IndyStar.com – Kelly Kendall
As I brushed a piece of hair behind my ear on Friday night, it crossed my mind that I was probably the only one in the place wearing little pearl studs. Dripping faux diamonds are the standard at the Talbott Street drag shows, kind of like how Vogue editor Diana Vreeland pronounced hot pink the “navy blue of India.”
Everything’s bigger and brighter here, from the impossibly arched eyebrows painted above camouflaged masculine ones to the lip gloss so shiny you can see your face in it.

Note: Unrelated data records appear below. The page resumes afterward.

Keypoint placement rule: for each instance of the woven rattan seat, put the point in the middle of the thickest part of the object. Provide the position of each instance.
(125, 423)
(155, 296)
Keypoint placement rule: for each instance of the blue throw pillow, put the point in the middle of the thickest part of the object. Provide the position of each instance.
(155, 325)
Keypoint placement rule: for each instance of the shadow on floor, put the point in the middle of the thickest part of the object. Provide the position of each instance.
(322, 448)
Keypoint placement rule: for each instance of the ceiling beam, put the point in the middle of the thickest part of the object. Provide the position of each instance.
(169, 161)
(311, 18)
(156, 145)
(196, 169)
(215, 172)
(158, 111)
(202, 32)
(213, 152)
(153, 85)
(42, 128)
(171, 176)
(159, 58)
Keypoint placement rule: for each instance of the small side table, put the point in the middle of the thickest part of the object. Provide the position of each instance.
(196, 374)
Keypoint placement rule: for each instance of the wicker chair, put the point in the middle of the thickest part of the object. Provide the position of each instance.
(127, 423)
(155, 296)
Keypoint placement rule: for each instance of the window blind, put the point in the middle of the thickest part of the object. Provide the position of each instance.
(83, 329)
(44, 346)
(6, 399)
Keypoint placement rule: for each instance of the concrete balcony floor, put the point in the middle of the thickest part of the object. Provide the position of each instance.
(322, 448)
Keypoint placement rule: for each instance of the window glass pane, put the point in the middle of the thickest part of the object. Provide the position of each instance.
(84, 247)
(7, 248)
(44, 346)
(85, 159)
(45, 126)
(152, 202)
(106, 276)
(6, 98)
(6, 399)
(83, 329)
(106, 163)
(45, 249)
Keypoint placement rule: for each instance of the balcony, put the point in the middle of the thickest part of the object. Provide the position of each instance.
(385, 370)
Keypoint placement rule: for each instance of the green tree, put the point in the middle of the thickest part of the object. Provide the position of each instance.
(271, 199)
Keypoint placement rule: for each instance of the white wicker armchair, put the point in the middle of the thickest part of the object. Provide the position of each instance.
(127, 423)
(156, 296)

Alana Steele is one of the city’s best-known queens, lip-synching her way through three nights a week at the Talbott Street bar. But nine years ago, she vowed never to step onstage again after competing in a drag pageant on a dare.
“I was really into being a boy, and I thought you couldn’t do this and be a boy,” said Steele, getting ready for last Sunday night’s show while still in male mode: White do-rag and T-shirt and knee-length faded denim shorts.
By day, Steele lives as a man — a “mostly gay” man — and runs a commercial cleaning business. She keeps her real name secret because not everyone knows what she does, and she especially wants to protect her two younger siblings, who have no idea of their big brother’s stardom.
“People say, ‘If you dress as a girl, you must want to be a girl,’ ” said Steele from her gown-crammed dressing room at Talbott Street, picking stray threads from a zebra-print dress. That’s a misconception among straight and gay people alike, she said.